Elites chinesas usam gestação de substituição nos EUA para ter dezenas de filhos

Um bilionário chinês recorreu a barrigas de aluguer nos Estados Unidos para ter mais de 100 filhos, num fenómeno crescente entre elites chinesas, segundo uma investigação do jornal Wall Street Journal.

Lusa /
Patty Chen - Reuters

Um juiz do Tribunal de Família de Los Angeles recusou atribuir direitos parentais ao bilionário chinês Xu Bo sobre quatro crianças ainda por nascer através de barrigas de aluguer, após identificar um padrão invulgar de múltiplos pedidos apresentados em seu nome, revelou o WSJ.

A decisão da juíza Amy Pellman, tomada numa audiência confidencial em 2023, representa uma rara rejeição num sistema que geralmente aprova automaticamente a paternidade legal dos chamados "pais intencionais" nos casos de gestação de substituição.

Durante a audiência, Xu Bo, criador de videojogos de fantasia e residente na China, afirmou, por videoconferência e através de intérprete, que pretendia ter cerca de 20 filhos nos EUA - todos rapazes, por considerar que são "superiores" - para herdar o seu império empresarial. Vários desses filhos estariam a ser criados por amas em Irvine, na Califórnia, à espera de autorização para viajar para a China. O bilionário admitiu que ainda não os tinha conhecido, devido ao "trabalho intenso".

Segundo testemunhas da audiência citadas pelo jornal, a juíza considerou que o uso da gestação de substituição por parte de Xu Bo não parecia motivado pela construção de uma família, mas sim por outros objetivos.

O caso expõe o crescimento de uma prática pouco regulada nos EUA: cidadãos chineses, incluindo bilionários e altos quadros empresariais, recorrem a clínicas e agências norte-americanas para ter filhos através de barrigas de aluguer, aproveitando a nacionalidade automática atribuída às crianças nascidas em solo norte-americano ao abrigo da 14.ª Emenda da Constituição.

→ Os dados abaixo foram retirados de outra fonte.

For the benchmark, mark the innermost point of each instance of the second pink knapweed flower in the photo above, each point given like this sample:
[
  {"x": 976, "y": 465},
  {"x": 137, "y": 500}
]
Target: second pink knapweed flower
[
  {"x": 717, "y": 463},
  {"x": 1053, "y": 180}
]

Citadas pelo WSJ, várias fontes do setor apontam que alguns clientes chineses chegam a encomendar dezenas ou até centenas de filhos, pagando até 200 mil dólares (170 milhões de euros) por criança. Há inclusive empresários, como Xu Bo, que se autointitulam "o primeiro pai da China" e partilham imagens de dezenas de filhos em plataformas como o Weibo, sugerindo a construção de verdadeiras "dinastias" privadas.

Outro caso citado pelo jornal é o de Wang Huiwu, executivo ligado ao setor da educação, que terá recorrido a modelos norte-americanas e doutoradas em Finanças como dadoras de óvulos, com o objetivo de gerar 10 filhas e, segundo fontes próximas, casá-las futuramente com líderes mundiais.

A polémica em torno de Wang levou à queda das ações da sua empresa.

As autoridades chinesas proíbem a gestação de substituição, e embora não haja interdição legal formal sobre a procura de serviços no exterior, há crescente escrutínio social e político.

O porta-voz da embaixada da China nos EUA afirmou ao jornal que o recurso à gestação de substituição pode gerar "sérias crises éticas familiares e sociais".

Segundo dados citados por investigadores da Universidade de Emory, o número de ciclos de fertilização `in vitro` realizados por gestantes para pais internacionais quadruplicou entre 2014 e 2019, com 41% dos casos associados a clientes chineses.

O mercado norte-americano de fertilidade, que inclui clínicas, advogados, agências de amas e empresas de transporte de recém-nascidos, tem vindo a expandir-se para responder à procura asiática.

Xu Bo é uma figura polémica na China, conhecido por publicações críticas do feminismo e por proclamar que "ter mais filhos resolve todos os problemas".

Em 2024, uma conta no Weibo associada a Xu afirmou que ele já teria vencido os processos judiciais nos EUA e recuperado algumas das crianças. A empresa que dirige, a Duoyi Network, confirmou em novembro passado que Xu teria "pouco mais de 100 filhos", mas rejeitou alegações de que o número chegasse aos 300.

O fenómeno está também sob investigação federal nos EUA. O senador republicano Rick Scott propôs em dezembro um projeto-lei para proibir cidadãos de países como a China de recorrerem à gestação de substituição nos Estados Unidos, citando uma investigação por alegado tráfico humano envolvendo um casal sino-americano com mais de duas dezenas de filhos nascidos por este método.